8

I have a web application that allows users to upload their content for processing. The processing engine expects UTF8 (and I'm composing XML from multiple users' files), so I need to ensure that I can properly decode the uploaded files.

Since I'd be surprised if any of my users knew their files even were encoded, I have very little hope they'd be able to correctly specify the encoding (decoder) to use. And so, my application is left with task of detecting before decoding.

This seems like such a universal problem, I'm surprised not to find either a framework capability or general recipe for the solution. Can it be I'm not searching with meaningful search terms?

I've implemented BOM-aware detection (http://en.wikipedia.org/wiki/Byte_order_mark) but I'm not sure how often files will be uploaded w/o a BOM to indicate encoding, and this isn't useful for most non-UTF files.
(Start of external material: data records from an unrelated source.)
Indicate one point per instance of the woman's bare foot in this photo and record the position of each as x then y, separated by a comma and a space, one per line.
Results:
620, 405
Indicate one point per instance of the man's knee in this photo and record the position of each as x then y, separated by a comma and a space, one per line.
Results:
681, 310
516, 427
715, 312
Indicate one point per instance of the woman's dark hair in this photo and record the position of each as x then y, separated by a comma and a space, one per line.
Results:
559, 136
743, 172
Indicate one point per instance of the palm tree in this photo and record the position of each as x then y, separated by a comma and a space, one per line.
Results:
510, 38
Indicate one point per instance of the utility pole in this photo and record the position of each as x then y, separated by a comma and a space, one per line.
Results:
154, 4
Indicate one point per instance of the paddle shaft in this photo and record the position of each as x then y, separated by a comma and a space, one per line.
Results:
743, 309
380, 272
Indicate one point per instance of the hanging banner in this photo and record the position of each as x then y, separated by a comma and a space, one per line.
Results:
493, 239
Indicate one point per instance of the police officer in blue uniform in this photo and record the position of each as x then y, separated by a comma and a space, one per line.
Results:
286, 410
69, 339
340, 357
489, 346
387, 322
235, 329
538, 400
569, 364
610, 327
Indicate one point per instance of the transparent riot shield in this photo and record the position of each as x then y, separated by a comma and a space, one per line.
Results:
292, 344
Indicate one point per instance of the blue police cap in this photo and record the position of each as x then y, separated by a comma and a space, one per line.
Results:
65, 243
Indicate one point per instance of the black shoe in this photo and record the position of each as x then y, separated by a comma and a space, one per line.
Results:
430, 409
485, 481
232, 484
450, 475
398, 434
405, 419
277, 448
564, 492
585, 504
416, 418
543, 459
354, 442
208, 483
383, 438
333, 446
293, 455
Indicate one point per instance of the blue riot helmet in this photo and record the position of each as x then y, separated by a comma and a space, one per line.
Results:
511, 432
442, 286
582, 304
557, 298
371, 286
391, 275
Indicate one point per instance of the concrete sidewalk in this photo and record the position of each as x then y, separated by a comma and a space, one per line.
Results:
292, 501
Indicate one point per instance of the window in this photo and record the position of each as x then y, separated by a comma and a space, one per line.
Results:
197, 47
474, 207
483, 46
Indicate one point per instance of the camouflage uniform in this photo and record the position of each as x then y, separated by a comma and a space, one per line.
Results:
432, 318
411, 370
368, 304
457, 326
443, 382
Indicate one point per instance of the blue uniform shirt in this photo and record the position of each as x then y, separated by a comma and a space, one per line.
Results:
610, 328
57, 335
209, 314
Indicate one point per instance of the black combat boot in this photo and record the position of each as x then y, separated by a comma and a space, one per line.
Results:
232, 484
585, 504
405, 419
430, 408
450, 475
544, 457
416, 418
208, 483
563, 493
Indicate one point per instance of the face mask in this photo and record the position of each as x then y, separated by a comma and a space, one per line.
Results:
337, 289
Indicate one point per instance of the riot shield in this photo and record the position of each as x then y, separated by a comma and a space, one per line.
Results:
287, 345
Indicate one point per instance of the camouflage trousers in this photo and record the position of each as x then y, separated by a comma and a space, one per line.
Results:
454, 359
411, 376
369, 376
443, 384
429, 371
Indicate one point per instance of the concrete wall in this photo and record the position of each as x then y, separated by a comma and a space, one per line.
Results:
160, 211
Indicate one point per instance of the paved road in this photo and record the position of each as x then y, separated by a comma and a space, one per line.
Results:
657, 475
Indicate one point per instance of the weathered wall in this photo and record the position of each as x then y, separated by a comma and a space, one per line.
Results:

My questions boil down to:

  1. Is BOM-aware detection sufficient for the vast majority of files?
  2. In the case where BOM-detection fails, is it possible to try different decoders and determine if they are "valid"? (My attempts indicate the answer is "no.")
  3. Under what circumstances will a "valid" file fail with the C# encoder/decoder framework?
  4. Is there a repository anywhere that has a multitude of files with various encodings to use for testing?
  5. While I'm specifically asking about C#/.NET, I'd like to know the answer for Java, Python and other languages for the next time I have to do this.

So far I've found:

  • A "valid" UTF-16 file with Ctrl-S characters has caused encoding to UTF-8 to throw an exception (Illegal character?) (That was an XML encoding exception.)
  • Decoding a valid UTF-16 file with UTF-8 succeeds but gives text with null characters. Huh?
  • Currently, I only expect UTF-8, UTF-16 and probably ISO-8859-1 files, but I want the solution to be extensible if possible.
  • My existing set of input files isn't nearly broad enough to uncover all the problems that will occur with live files.
  • Although the files I'm trying to decode are "text" I think they are often created w/methods that leave garbage characters in the files. Hence "valid" files may not be "pure". Oh joy.

Thanks.

Deduplicator
  • 44,692
  • 7
  • 66
  • 118
NVRAM
  • 6,947
  • 10
  • 41
  • 44
  • What makes you think UTF-8 and UTF-16 are compatible? One stores data in single byte blocks, the other in 2-byte blocks... – Matthew Scharley Feb 22 '10 at 21:01
  • BOM is mostly used on Microsoft OSes, Unices prefer encoding withoug BOM. – Vlad Feb 22 '10 at 21:04
  • Whether or not `Ctrl-S` character is allowed, doesn't depend on your format. Both UTF-8 and UTF-16 are able to encode `Ctrl-S`, just for the software (which uses the obtained UTF-8) this character can be unexpected. – Vlad Feb 22 '10 at 21:06
  • If you decode a UTF-16 file _as if_ it were UTF-8, of course you'll get null characters at each second byte. The story is that the character `0` gets encoded in UTF-8 to byte `0x30`, but in UTF-16 as two bytes `0x30 0x00` (`0x0030`). – Vlad Feb 22 '10 at 21:09
  • @Matthew: Are you suggesting I can mix UTF-8 and UTF-16 encoded strings in the same XML file? @Vlad - it wasn't any specific software that died it was actually the C# core *System.Xml.Linq.XElement.WriteTo(XmlWriter)* method which threw the exception (although the code has changed so I can't reproduce the error w/o a lot of work). – NVRAM Feb 22 '10 at 21:14
  • @NVRAM: No you can't successfully mix any two encodings in the same file, except where one entirely overlaps another (UTF-8 and ASCII for instance). UTF-8 and UTF-16 are completely different, but you seem to think from your question that one should be able to decode the other successfully. – Matthew Scharley Feb 22 '10 at 21:17
  • That said, you can read both types of files *as text* and combine them in C#, and then when you output them, they will be reencoded to whatever format your output file is in. – Matthew Scharley Feb 22 '10 at 21:19
  • @Matthew - not sure what part of my OP sounds like I thought the decoders are interoperable, it's the whole point of my post! But your last comment is on track with my intent (plus a step of saving it to a DB), but I first must decode them properly. – NVRAM Feb 22 '10 at 21:42

5 Answers5

3

There won't be an absolutely reliable way, but you may be able to get "pretty good" result with some heuristics.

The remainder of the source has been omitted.